Deformation inside rock mass and alluvial soil due to underground mining

Measurement technique for vertical movements

Vertical movements in internal rock are monitored using the borehole extensometer system (Wu et al. 1998; Yuan and Wu 2003) shown in Fig. 5. The system consists of a probe, a cable, a cable reel with an indicating device, test tubes, an inductive loop, and a pedestal frame.

Fig. 5
figure 5

Installation diagram of subsidence measurement system (extensometer). 1—pedestal frame, 2—reading device/cable reel, 3—slurry, 4—filling mortar, 5—inductive loop sealed with adhesives and tape, 6—inductive loop, 7—inclinometer casing joints, 8—inclinometer casing, 9—grouting valve, 10—hammer, 11—probe, 12——hose connector fitted with adhesive and tape, 13—hose connector with nylon tape or clamp, 14—end of hose fixed with rigid tube

  1. 1.

    Main components

    • Probe: comprising a radio frequency oscillator and an electrical testing circuit.

    • Cable: used for transmitting electrical signals generated by the probe sensor. The outer surface is marked with a scale whose least count is 1 m. The cable has an inner core, and the inner core has a cable to ensure that the cable length is not influenced by the raising or dropping of the probe.

    • Cable reel with an indicating device: used for raising or dropping the probe and indicating the strength of the signal. When the probe approaches the inductive loop, the buzzer raises an alarm.

    • Inclinometer tube: acts as a carrier for the inductive loop. First, an inductive loop is arranged on the test tube at regular intervals; then, the tube is placed in the borehole and filled with mortar, which causes the tube to be glued to the interior perimeter of the borehole and ensures that the inductive loop and rock move together. During observations, the probe is moved upward and downward in the test tube to determine the location of the inductive loop.

    • Inductive loop: a closed loop made of metal and comprising the sensing system and probe.
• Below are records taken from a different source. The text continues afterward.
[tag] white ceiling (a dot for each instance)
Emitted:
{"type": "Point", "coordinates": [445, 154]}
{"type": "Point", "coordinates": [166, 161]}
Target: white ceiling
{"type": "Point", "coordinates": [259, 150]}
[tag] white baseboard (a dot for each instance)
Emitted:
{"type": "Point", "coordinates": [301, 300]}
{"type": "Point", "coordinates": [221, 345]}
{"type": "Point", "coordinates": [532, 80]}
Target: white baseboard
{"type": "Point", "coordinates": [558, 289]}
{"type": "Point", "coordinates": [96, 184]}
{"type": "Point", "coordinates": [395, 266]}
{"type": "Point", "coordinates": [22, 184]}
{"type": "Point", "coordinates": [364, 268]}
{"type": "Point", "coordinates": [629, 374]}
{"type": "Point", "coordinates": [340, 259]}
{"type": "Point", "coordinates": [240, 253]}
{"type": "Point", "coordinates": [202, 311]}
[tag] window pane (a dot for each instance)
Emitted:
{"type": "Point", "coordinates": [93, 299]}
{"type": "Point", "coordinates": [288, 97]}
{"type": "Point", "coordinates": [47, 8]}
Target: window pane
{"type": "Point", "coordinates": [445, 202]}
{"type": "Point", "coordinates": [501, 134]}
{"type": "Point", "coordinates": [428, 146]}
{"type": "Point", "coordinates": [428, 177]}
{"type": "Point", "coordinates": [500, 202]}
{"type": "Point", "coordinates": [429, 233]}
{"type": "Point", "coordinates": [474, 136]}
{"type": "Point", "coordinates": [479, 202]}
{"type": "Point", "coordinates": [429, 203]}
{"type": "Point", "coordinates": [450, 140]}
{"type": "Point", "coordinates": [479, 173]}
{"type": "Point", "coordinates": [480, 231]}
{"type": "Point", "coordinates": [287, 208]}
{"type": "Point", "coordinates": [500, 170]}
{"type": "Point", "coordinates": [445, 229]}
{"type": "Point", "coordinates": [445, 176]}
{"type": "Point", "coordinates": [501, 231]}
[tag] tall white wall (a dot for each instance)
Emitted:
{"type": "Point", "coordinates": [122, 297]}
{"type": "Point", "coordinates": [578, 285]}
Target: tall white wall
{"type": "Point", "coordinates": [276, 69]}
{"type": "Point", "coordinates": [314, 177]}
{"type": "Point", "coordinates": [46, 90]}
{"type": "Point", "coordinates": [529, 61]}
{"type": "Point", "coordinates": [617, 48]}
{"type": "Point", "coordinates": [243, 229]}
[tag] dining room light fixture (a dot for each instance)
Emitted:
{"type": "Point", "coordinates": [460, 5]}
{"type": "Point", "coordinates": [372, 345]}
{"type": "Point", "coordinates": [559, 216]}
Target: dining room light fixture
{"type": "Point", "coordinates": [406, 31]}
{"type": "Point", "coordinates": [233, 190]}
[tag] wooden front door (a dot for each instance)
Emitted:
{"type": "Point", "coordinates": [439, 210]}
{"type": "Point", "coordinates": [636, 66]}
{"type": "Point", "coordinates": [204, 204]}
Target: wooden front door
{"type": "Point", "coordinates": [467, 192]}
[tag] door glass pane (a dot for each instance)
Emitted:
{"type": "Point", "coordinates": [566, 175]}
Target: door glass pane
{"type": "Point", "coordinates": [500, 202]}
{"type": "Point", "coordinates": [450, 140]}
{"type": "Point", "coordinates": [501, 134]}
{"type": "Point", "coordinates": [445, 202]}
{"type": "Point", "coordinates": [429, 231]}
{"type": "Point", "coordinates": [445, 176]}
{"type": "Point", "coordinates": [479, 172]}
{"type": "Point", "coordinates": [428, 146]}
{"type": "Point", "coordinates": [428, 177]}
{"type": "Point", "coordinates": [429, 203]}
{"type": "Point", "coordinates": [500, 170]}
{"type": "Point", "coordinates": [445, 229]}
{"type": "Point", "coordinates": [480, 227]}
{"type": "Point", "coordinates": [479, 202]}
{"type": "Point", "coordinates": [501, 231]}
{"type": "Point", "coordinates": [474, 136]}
    • Pedestal frame: a mobile apparatus placed above the hole. The frame is scored with a millimeter scale to measure depths smaller than 1 m.

  2. 2.

    Installation

For observation holes constructed before 1992, the inductive loop was installed on a hose; the hose moved with the soil outside, as shown in Fig. 7 (2). After 1992, the inductive loop installation method was improved. The top of the inductive loop is a closed metal ring, with three resilient metal bars in the lower part. The bottom of the metal bar is folded parallel to the ring to form a small leg, as shown in Fig. 6. With this inductive loop, the plastic hose is no longer needed. During installation, the inductive loop is placed outside the PVC inclinometer tube according to the designed interval. The three legs of the induction ring are tied to the inclinometer tube using water-frangible paper rope and loaded onto the ground layer during the installation of the inclinometer tube (see Fig. 6). Upon reaching the ground layer, the paper rope breaks because of underwater soaking and the elastic force of the inductive loop legs. Thus, the inductive loop legs and the soil are joined together.

Fig. 6
figure 6

Improved inductive loop and its installation method

  1. 3.

    Principle of measurement

When the probe approaches the inductive loop, the sensing circuitry inside the probe triggers the buzzer to sound an alarm and causes deflection of the indicator. When the pointer reaches the peak value, i.e., when the probe is aligned exactly with the center of the inductive loop, the depth of the center of the probe can be measured using the scales on the cable and frame. Based on two measurement results obtained before and after a certain time interval, the vertical displacement of the rock strata and the vertical stretch or compression within each segment at different depths (inductive loop location) can be calculated. To obtain the absolute displacement value, at least one inductive loop (such as the one near the bottom of the hole) should be buried in a stable rock or one inductive loop (such as the one near the opening of the hole) should be measured using another method.

  1. 4.

    Accuracy of the borehole extensometer system

A skilled operator can measure vertical movements up to a precision of 1.5 mm.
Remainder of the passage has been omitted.